Die Umbenennung von Stuttgarter Straßennamen sorgt erneut für Diskussionen in der Schwabenmetropole. Seit 2020 wurden bereits sieben Straßen umbenannt, darunter die ehemalige Lautenschlagerstraße, die jetzt Geschwister-Scholl-Straße heißt. Die städtische Kommission für Erinnerungskultur hat weitere 15 Straßennamen auf ihrer Prüfliste.
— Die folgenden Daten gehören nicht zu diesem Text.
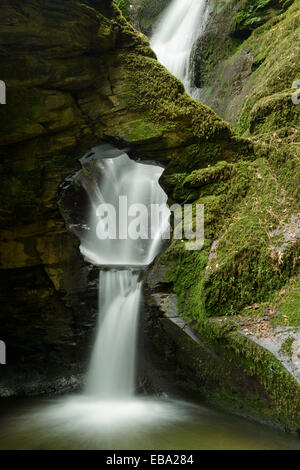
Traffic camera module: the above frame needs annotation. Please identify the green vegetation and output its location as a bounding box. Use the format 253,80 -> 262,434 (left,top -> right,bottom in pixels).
155,308 -> 300,429
279,337 -> 295,357
270,276 -> 300,327
116,0 -> 171,30
233,0 -> 294,39
114,0 -> 300,430
237,2 -> 300,138
156,0 -> 300,327
162,148 -> 299,322
124,52 -> 229,141
115,0 -> 131,20
195,0 -> 300,130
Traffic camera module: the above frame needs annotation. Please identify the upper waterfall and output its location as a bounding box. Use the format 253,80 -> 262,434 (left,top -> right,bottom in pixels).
78,146 -> 170,268
151,0 -> 209,97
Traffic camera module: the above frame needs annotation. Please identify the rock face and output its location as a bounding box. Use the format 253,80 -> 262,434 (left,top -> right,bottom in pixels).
139,0 -> 300,431
191,0 -> 299,130
116,0 -> 172,35
0,0 -> 299,431
0,0 -> 245,395
144,258 -> 300,431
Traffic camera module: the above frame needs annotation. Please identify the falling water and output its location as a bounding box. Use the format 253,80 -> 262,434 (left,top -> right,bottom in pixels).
1,152 -> 300,450
77,146 -> 170,398
85,271 -> 142,397
151,0 -> 209,97
78,146 -> 169,268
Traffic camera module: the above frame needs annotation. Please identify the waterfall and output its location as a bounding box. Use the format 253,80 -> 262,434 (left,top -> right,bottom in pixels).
85,271 -> 142,398
76,145 -> 170,398
78,147 -> 169,268
7,145 -> 197,439
151,0 -> 209,97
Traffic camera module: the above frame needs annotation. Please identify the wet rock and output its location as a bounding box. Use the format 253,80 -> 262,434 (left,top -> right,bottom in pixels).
0,0 -> 241,395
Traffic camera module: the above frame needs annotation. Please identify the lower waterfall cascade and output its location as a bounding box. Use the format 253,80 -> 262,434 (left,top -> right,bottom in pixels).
1,150 -> 299,450
77,145 -> 170,398
85,270 -> 142,398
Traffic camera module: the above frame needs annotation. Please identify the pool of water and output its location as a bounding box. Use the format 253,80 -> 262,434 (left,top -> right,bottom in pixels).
0,395 -> 299,450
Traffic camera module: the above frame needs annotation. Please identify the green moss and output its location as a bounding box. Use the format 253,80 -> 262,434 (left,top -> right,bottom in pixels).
163,244 -> 209,317
133,0 -> 171,30
115,0 -> 131,21
197,1 -> 300,132
201,158 -> 299,315
156,313 -> 300,430
279,337 -> 295,357
123,119 -> 163,142
276,291 -> 300,326
232,0 -> 293,39
192,0 -> 245,89
267,275 -> 300,327
160,142 -> 299,320
237,2 -> 300,138
183,161 -> 234,189
123,52 -> 233,145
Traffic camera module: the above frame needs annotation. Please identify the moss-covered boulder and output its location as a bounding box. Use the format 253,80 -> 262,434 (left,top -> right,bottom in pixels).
146,286 -> 300,431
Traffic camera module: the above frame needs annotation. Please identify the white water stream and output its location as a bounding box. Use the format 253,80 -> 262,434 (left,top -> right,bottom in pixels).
1,153 -> 299,449
85,271 -> 142,398
1,6 -> 300,448
11,146 -> 187,434
79,149 -> 169,268
78,146 -> 170,398
151,0 -> 210,97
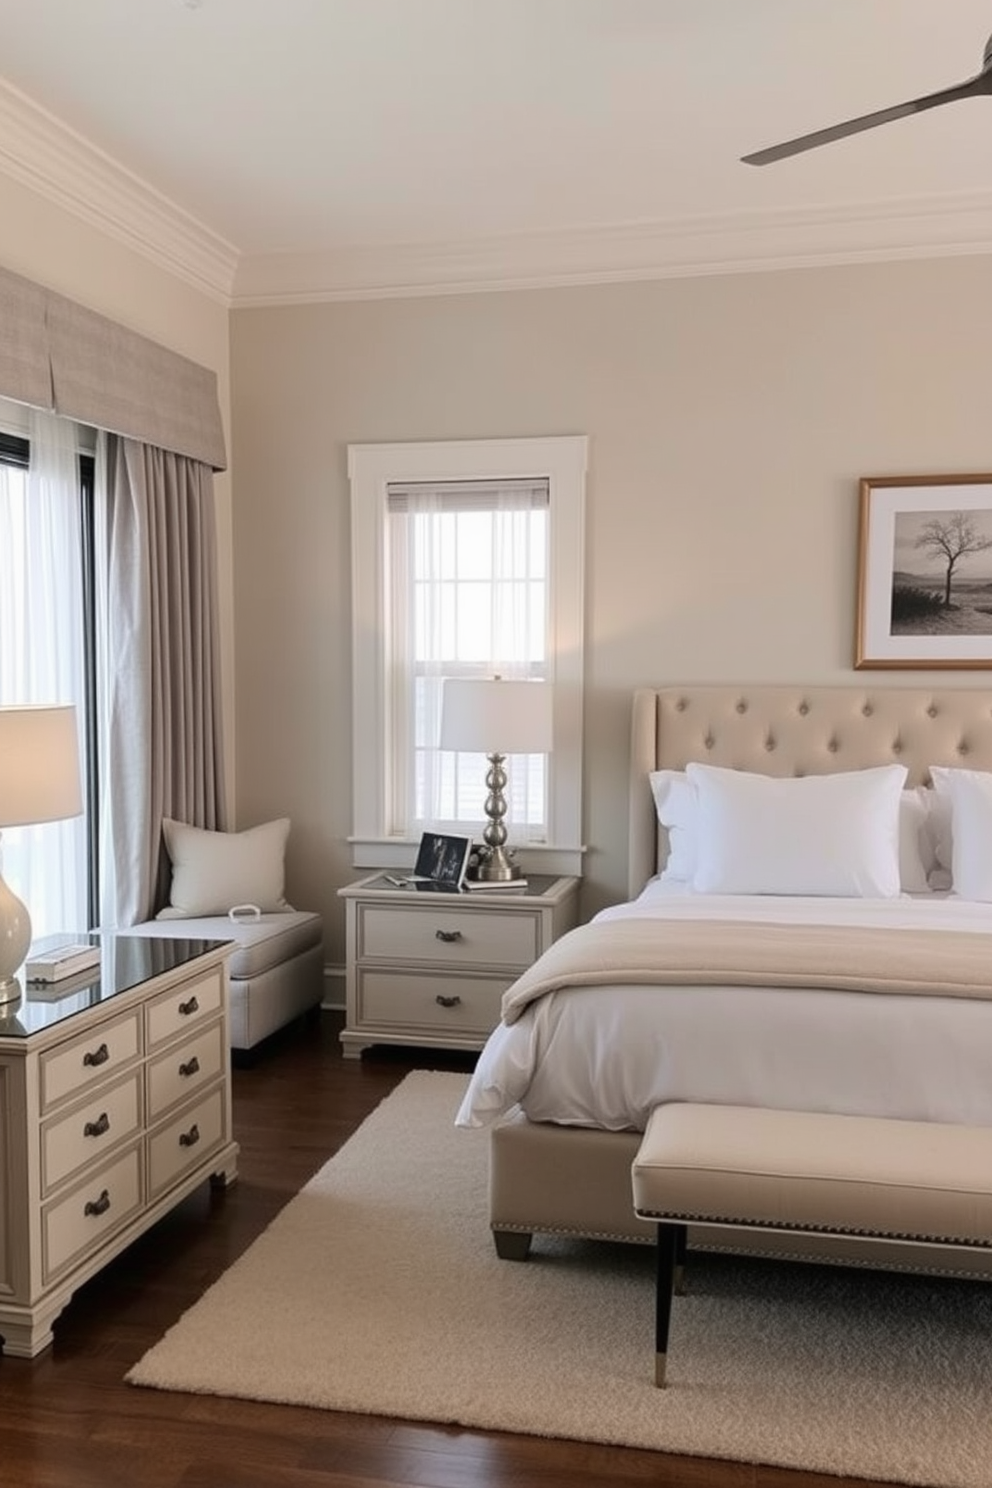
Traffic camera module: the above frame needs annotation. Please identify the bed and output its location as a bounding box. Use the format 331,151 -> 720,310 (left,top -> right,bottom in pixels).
455,684 -> 992,1275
«Bei diesen Umbenennungen geht es nicht um Cancel Culture, sondern um eine kritische Auseinandersetzung mit unserer Geschichte», erklärt Dr. Marion Keuchen vom Stuttgarter Institut für Stadtgeschichte. Die betroffenen Straßen wurden meist nach Personen benannt, die heute wegen ihrer Verbindung zum Kolonialismus oder zum NS-Regime kritisch gesehen werden. Besonders kontrovers diskutiert wird die mögliche Umbenennung der Richard-Wagner-Straße im Westen.
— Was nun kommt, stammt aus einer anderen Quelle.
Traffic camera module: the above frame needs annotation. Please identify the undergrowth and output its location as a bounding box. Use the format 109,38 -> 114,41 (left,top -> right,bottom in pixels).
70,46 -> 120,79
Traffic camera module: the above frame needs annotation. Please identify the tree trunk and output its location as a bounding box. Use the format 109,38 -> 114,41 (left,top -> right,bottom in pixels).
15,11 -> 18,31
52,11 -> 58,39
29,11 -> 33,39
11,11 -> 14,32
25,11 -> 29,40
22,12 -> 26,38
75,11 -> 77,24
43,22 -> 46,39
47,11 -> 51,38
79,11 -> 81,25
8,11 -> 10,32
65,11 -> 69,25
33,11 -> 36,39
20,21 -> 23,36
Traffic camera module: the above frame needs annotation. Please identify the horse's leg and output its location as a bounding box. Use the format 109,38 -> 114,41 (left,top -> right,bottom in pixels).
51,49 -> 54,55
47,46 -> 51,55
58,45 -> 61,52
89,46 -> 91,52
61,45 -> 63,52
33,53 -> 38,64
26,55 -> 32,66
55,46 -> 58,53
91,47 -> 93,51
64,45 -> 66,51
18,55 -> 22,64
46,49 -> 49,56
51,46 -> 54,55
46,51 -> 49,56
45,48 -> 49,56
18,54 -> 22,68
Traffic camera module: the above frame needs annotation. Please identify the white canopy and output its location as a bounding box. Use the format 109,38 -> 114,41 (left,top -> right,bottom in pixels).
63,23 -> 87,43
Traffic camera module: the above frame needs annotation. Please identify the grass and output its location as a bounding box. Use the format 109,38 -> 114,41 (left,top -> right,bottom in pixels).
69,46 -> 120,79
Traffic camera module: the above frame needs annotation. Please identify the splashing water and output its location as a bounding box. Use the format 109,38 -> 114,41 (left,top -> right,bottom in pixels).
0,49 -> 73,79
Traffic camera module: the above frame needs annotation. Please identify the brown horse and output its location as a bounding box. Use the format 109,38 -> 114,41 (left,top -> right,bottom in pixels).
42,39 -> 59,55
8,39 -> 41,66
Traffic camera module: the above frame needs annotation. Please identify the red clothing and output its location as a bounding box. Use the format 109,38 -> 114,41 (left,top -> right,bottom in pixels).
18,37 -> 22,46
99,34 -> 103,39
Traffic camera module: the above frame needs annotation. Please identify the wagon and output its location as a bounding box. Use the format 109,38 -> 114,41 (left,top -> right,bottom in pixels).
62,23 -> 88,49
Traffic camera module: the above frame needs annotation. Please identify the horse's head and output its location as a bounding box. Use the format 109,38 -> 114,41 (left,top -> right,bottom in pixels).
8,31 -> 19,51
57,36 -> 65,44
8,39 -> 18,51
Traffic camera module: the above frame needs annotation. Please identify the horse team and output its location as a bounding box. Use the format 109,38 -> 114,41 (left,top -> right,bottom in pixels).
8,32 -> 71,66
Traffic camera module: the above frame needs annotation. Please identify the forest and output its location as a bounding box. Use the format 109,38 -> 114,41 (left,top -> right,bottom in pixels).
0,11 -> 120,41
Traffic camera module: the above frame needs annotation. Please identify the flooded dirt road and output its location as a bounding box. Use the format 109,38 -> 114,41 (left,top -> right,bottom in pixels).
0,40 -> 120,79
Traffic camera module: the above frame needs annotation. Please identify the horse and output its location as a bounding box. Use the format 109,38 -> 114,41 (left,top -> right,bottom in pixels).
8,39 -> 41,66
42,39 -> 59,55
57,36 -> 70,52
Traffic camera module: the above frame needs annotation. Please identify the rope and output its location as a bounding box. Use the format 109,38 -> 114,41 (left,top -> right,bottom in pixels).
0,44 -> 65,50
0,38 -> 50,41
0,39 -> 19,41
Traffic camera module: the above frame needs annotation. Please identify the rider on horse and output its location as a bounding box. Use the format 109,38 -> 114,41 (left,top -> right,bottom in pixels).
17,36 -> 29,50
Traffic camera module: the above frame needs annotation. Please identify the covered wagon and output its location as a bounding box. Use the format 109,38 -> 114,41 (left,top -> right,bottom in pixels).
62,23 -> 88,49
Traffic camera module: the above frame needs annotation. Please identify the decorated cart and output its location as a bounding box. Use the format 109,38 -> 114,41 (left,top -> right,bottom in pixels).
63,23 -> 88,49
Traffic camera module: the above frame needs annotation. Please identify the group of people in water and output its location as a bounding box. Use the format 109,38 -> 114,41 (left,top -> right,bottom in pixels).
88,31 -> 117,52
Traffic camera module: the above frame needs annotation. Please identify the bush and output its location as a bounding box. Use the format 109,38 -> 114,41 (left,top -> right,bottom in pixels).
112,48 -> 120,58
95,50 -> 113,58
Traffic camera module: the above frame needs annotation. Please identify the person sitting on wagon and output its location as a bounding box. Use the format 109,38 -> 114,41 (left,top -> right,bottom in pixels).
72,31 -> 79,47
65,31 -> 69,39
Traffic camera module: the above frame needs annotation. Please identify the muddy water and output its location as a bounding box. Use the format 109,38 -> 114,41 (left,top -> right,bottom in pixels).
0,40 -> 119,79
Im Kessel hört man gemischte Stimmen. Während viele Anwohner die Aufarbeitung der Vergangenheit befürworten, sorgen sich Gewerbetreibende um praktische Folgen. «Jede Adressänderung kostet uns Zeit und Geld», seufzt ein Buchhändler aus der Innenstadt. Vom Klett-Passagen-Eck bis zum Marienplatz – die Diskussion zeigt, wie lebendig Stuttgarts Erinnerungskultur ist.
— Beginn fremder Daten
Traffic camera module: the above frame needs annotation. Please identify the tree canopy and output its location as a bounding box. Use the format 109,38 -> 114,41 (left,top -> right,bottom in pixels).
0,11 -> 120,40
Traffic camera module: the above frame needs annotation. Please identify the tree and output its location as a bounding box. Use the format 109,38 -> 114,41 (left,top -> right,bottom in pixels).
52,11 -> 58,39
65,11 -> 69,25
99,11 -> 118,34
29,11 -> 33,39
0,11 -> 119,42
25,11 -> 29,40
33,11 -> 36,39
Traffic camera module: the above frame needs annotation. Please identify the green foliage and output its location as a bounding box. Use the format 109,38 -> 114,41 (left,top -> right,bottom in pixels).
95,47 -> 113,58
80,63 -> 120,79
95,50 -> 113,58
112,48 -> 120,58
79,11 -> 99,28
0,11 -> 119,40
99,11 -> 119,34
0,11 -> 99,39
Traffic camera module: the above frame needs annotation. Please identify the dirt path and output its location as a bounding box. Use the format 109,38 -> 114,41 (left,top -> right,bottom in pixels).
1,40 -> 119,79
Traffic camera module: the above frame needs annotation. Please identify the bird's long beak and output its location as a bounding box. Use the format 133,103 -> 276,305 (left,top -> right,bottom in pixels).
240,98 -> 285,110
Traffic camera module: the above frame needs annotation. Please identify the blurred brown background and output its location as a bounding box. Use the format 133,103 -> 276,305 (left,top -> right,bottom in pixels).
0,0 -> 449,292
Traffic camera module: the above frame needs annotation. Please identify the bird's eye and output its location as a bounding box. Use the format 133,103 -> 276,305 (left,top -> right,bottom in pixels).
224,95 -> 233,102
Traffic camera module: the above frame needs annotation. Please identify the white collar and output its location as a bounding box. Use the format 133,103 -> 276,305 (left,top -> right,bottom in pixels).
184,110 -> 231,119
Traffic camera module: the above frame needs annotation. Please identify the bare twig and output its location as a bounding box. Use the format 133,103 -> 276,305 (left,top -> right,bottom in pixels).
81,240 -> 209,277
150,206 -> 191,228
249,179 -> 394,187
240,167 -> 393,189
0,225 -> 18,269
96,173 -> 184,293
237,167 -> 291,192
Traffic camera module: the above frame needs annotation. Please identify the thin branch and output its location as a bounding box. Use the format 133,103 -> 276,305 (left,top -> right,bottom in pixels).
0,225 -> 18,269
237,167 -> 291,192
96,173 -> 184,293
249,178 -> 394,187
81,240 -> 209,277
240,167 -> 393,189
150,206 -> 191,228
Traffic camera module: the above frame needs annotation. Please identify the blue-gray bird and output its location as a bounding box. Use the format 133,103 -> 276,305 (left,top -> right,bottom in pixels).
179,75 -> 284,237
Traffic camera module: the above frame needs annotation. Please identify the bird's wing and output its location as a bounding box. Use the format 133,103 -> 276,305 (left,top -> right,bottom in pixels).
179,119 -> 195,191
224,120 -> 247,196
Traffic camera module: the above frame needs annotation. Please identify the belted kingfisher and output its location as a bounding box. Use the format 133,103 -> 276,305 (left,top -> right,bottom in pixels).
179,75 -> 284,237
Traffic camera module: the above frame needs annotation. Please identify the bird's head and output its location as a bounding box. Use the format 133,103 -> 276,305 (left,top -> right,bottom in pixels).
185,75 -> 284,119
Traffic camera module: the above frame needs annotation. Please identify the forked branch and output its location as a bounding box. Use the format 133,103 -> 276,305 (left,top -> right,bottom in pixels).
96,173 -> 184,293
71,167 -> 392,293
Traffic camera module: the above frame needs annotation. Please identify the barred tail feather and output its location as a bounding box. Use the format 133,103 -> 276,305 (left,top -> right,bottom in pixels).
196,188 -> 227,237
Bis Ende des Jahres will die Kommission weitere Empfehlungen aussprechen. Die endgültige Entscheidung liegt beim Gemeinderat. Die Straßenschilder mögen sich ändern, doch im Herzen der Stuttgarter leben die alten Namen oft weiter – wie beim «Neckartor», das offiziell schon lange anders heißt.